Dec 15, 2015 Newsdesk Latest News, Macau, Top of the deck  
Casino entrepreneur Steve Wynn (pictured) appears to have ‘walked back’ the tone – if not the message – of some comments he made on his company’s earnings call in October about public policy on gaming in Macau, a jurisdiction where he is building a US$4.1-billion resort called Wynn Palace.
“Here we are spending billions of [U.S.] dollars creating non-gaming facilities and then arbitrarily someone says ‘Well, you should only have these many tables’. No jurisdiction ever has imposed that kind of logic on us,” Mr Wynn had said in remarks to investment analysts during Wynn Resorts Ltd’s third quarter earnings call. He had added that such an approach to public policy made planning his business “almost a mystical process”.
Wynn Resorts is the parent company of Macau-based gaming operator Wynn Macau Ltd.
Union Gaming Securities Asia Ltd said in a note on November 18 that four major Macau casino schemes still to launch on Cotai – including Wynn Palace – are likely to get 250 tables each.
The Macau government aims to limit the increase in live dealer table numbers in the Macau market to 3 percent compound annual expansion until the end of 2022, from a base of 5,485 tables recorded at the end of the fourth quarter in 2012.
Wynn Resorts’ chairman and chief executive struck a more conciliatory note – regarding Macau policy – in comments said to have been made on the sidelines of a recent public event in the United States. The report of his remarks, carried by the online version of the Las Vegas Sun newspaper, gave Monday’s date.
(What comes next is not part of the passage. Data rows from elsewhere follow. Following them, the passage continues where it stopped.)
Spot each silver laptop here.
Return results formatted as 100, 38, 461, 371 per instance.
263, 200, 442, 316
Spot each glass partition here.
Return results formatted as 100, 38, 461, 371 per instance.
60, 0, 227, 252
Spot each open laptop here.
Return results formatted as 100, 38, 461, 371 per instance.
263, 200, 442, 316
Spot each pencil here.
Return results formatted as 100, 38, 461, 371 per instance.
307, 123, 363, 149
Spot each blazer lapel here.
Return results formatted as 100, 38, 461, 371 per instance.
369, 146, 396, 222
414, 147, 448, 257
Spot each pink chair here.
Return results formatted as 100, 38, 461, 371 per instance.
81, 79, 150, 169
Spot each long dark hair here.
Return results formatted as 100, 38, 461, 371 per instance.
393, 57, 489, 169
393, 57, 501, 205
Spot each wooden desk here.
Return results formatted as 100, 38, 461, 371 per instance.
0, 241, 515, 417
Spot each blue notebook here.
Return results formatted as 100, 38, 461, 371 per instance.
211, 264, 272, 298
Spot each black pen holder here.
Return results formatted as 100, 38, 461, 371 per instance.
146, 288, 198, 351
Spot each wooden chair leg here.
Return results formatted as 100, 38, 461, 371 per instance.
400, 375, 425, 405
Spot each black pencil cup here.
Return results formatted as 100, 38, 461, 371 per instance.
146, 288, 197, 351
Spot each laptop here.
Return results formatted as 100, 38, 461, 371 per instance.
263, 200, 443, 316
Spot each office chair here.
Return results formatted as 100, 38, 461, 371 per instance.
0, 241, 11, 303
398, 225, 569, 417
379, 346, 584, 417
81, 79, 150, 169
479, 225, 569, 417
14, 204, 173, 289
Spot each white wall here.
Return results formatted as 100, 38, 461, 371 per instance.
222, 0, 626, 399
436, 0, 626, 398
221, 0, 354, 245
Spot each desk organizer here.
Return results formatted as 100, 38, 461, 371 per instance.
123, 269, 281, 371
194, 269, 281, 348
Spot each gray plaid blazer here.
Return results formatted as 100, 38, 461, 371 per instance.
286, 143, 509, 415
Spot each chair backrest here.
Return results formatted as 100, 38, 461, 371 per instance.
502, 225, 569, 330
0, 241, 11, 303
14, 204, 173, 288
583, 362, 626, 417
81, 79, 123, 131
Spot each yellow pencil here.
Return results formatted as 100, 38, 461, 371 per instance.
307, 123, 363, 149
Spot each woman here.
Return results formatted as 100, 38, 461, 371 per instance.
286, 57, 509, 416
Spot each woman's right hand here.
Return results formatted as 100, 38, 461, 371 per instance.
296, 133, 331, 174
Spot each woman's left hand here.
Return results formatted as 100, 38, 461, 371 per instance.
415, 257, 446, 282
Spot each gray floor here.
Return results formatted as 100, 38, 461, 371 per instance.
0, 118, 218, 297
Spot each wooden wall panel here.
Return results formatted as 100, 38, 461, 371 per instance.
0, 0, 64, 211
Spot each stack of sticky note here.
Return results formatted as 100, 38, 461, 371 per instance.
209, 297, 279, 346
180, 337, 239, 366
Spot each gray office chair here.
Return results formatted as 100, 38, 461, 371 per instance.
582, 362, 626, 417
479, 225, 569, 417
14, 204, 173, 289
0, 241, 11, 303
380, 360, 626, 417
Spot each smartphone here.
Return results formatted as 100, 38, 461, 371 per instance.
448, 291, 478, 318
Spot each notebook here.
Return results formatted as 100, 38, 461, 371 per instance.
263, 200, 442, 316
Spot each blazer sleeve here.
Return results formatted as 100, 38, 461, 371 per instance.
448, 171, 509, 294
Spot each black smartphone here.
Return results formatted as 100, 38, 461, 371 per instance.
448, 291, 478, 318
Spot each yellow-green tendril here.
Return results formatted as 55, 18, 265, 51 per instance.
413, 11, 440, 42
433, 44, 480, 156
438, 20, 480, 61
“I was probably a little tougher on them than I should have been on the conference call. But look, I have made promises to the people over there, and it’s only fair that they help me keep those promises. But it wasn’t as serious as everyone made it out to be: ‘Wynn blasts government,’ Mr Wynn was quoted saying.
“I didn’t blast anybody. I’ve been their fair-haired boy in Macau since day one. But it’s okay to complain a little. It’s okay to have a different point of view,” Mr Wynn was additionally reported as stating.
Mr Wynn opened his first Macau gaming resort, Wynn Macau, on the territory’s peninsula, in September 2006, four years after the city liberalised its gaming market.
The entrepreneur was further quoted saying in his recent remarks: “I think, in the long run, the [Macau] government will do the right thing and be more understanding… They have their way of looking at it, which is not the same way a businessman has of looking at it. That’s true in this country [the U.S.], as well.”
Wynn Resorts announced in mid-November that Leighton Holdings Ltd, its general contractor on the Wynn Palace project in Macau, had told the casino operator it could not meet a March 25, 2016 deadline for opening the venue. Wynn Resorts said as a result it was putting back the launch to June 25.
According to Monday’s media report, Mr Wynn said he had been “misled by my builder and not in a mean way,” and that the delays related to “some complications in installation”.
He confirmed that Leighton would not be entitled to a completion bonus of US$38 million relating to the March target. He added that were the contractor unable to meet the June 25 deadline it would be liable for a “US$1.5 million-a-day penalty”. There would also be a “US$200,000 a day” penalty if the first five floors of Wynn Palace were not “done” and accepted by Wynn Resorts by December 24, with a further US$200,000 per day penalty if a further 10 floors of the 28-storey building were not accepted by the client by a January 24 deadline, Mr Wynn was quoted as saying.